Preparatevi al peggio: Gino Cecchettin inizia il tour per propagandare il libro sulla povera Giulia: ovviamente la prima ospitata dal solito Fabio Fazio

tratto da Il Tempo

Grande attesa per la nuova puntata di Che Tempo Che Fa. Stasera Fabio Fazio ospiterà nel suo salotto Chiara Ferragni, che probabilmente parlerà delle indagini e forse risponderà alle voci di rottura con Fedez. Ma non solo. Nella scaletta del programma spunta anche il nome di Gino Cecchettin, il papà di Giulia, la ragazza veneta prima scomparsa insieme al fidanzato Filippo Turetta e poi ritrovata senza vita perché uccisa brutalmente dallo stesso. Dal 5 marzo arriverà in tutte le librerie “Cara Giulia. Quello che ho imparato da mia figlia”, il volume che il padre ha dedicato alla terribile storia della figlia 22enne. Mentre niente filtra sul suo intervento nello studio del Nove, il Corriere della Sera ha pubblicato un estratto del libro.

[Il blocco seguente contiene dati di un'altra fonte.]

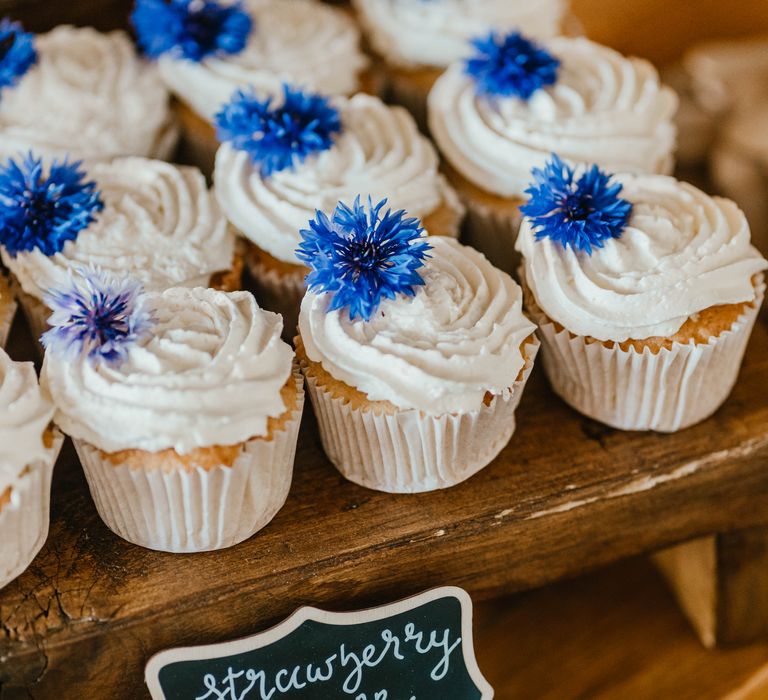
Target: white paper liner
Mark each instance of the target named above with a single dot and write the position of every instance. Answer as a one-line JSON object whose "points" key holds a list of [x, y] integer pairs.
{"points": [[493, 233], [24, 520], [625, 389], [742, 177], [197, 510], [7, 314], [279, 293], [410, 451]]}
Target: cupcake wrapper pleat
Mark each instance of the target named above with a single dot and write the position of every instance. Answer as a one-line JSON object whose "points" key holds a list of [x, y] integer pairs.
{"points": [[279, 293], [629, 390], [24, 520], [7, 314], [196, 510], [494, 234], [409, 451]]}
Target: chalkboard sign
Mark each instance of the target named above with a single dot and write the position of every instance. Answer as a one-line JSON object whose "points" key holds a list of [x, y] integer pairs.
{"points": [[417, 649]]}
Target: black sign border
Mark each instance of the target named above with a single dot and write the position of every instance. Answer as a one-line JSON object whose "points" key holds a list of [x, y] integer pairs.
{"points": [[292, 623]]}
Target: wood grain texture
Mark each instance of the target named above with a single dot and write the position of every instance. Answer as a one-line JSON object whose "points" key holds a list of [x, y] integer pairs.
{"points": [[615, 633], [564, 496], [721, 583]]}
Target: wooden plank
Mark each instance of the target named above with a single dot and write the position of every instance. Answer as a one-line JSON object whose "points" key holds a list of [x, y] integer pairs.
{"points": [[615, 633], [721, 583], [564, 496]]}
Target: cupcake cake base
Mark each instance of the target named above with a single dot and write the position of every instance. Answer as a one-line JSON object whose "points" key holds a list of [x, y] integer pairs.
{"points": [[661, 384], [209, 499], [379, 446]]}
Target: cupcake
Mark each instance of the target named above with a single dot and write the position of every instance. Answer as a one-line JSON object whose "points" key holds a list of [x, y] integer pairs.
{"points": [[207, 50], [738, 165], [280, 162], [505, 110], [183, 406], [78, 92], [645, 291], [419, 40], [28, 450], [414, 348], [7, 309], [146, 218]]}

Gino parla alla figlia uccisa e ricorda la moglie, morta l’anno prima di cancro. Due dolori e due mancanze che sono molto peggio di un pugno allo stomaco. Come ricordato già nella precedente partecipazione a Che Tempo Che Fa, l’uomo nel libro parte dal legame e dal vero amore provato per la consorte, Monica: “Cosa fosse il vero amore me l’ha insegnato Monica, nel periodo in cui si è ammalata. La prima volta nel 2016 abbiamo combattuto insieme e ce l’abbiamo fatta. Ma la seconda, nel 2019, è stata fatale. «Scusami» mi ha detto un giorno, «quando ci siamo messi assieme non sapevo che mi sarei ammalata. Scusami per tutto questo» Sentirselo dire è stata la cosa più vicina alla santità che io conosca”, ha raccontato.

Tanto il dolore, forte l’incapacità di contrastare la quotidianità e i doveri. Ma Gino Cecchettin ha sempre un messaggio di speranza: “Ricordo esattamente la sera in cui c’è stato il cambiamento, la svolta. È successo la prima volta in cui abbiamo parlato della mamma col sorriso e non con tristezza. Abbiamo ricordato qualcosa di bello di lei senza piangere e ho pensato che quello era il punto d’arrivo di un percorso”, ha confessato, come se si rivolgesse direttamente alla sua Giulia. E lo stesso grado di serenità spera di raggiungerlo nonostante la tragedia della figlia, che ha cessato di vivere per un atto di rabbia irrefrenabile di un coetaneo. “E fra qualche anno penserò proprio a questo, alla gioia che ci hai portato in casa e che supererà il dolore senza fiato che provo in questo momento, proprio ora, mentre sto scrivendo. Perché allora ricorderò solo i momenti più belli e li vivrò con orgoglio, pensando che tu sei stata mia figlia e che ho avuto il privilegio di essere tuo padre. Ma ci vorrà ancora del tempo, Giulia”, ha ammesso.

Nell’anticipazione pubblicata dal quotidiano non manca la narrazione di un momento di aspra sofferenza. Gino Cecchettin, riportando le sensazioni di una visita alla tomba della moglie, ha narrato di aver compreso in quel momento che mai più niente sarebbe tornato uguale: “«Io non ti vedrò mai più» continuavo a ripetermi, «non ti vedrò mai più, né mai più sentirò le tue battute, né sentirò mai più la tua mano carezzarmi la testa mentre mangiamo […]». Quel sabato pomeriggio, davanti alla tomba della mamma, a un certo punto non ho più resistito e ho iniziato a piangere. Non riuscivo a smettere. Non avevo mai pianto così in vita mia, nemmeno da bambino. Ho buttato fuori tutto quello che avevo dentro”, si legge.

COMMENTO DI ANDREA TOSATTO DA FACEBOOK

Io scrivo libri e penso di essere abbastanza veloce nella scrittura.
Considerando che il Manzoni che era un perfezionista impiegò quindici anni per completare i Promessi Sposi e che il tempo medio per scrivere un libro di 200 pagine varia da diversi mesi a un anno, considerando che serve tempo per correggere la bozza, per il progetto grafico di copertina e per la stampa, considerando che l’opera prima di Cecchettin verrà presentata il 5 di Marzo e che sua figlia è stata uccisa l’11 di Novembre, viene da chiedersi: “O Gino, ma quando cazzo hai cominciato a scrivere questo libro?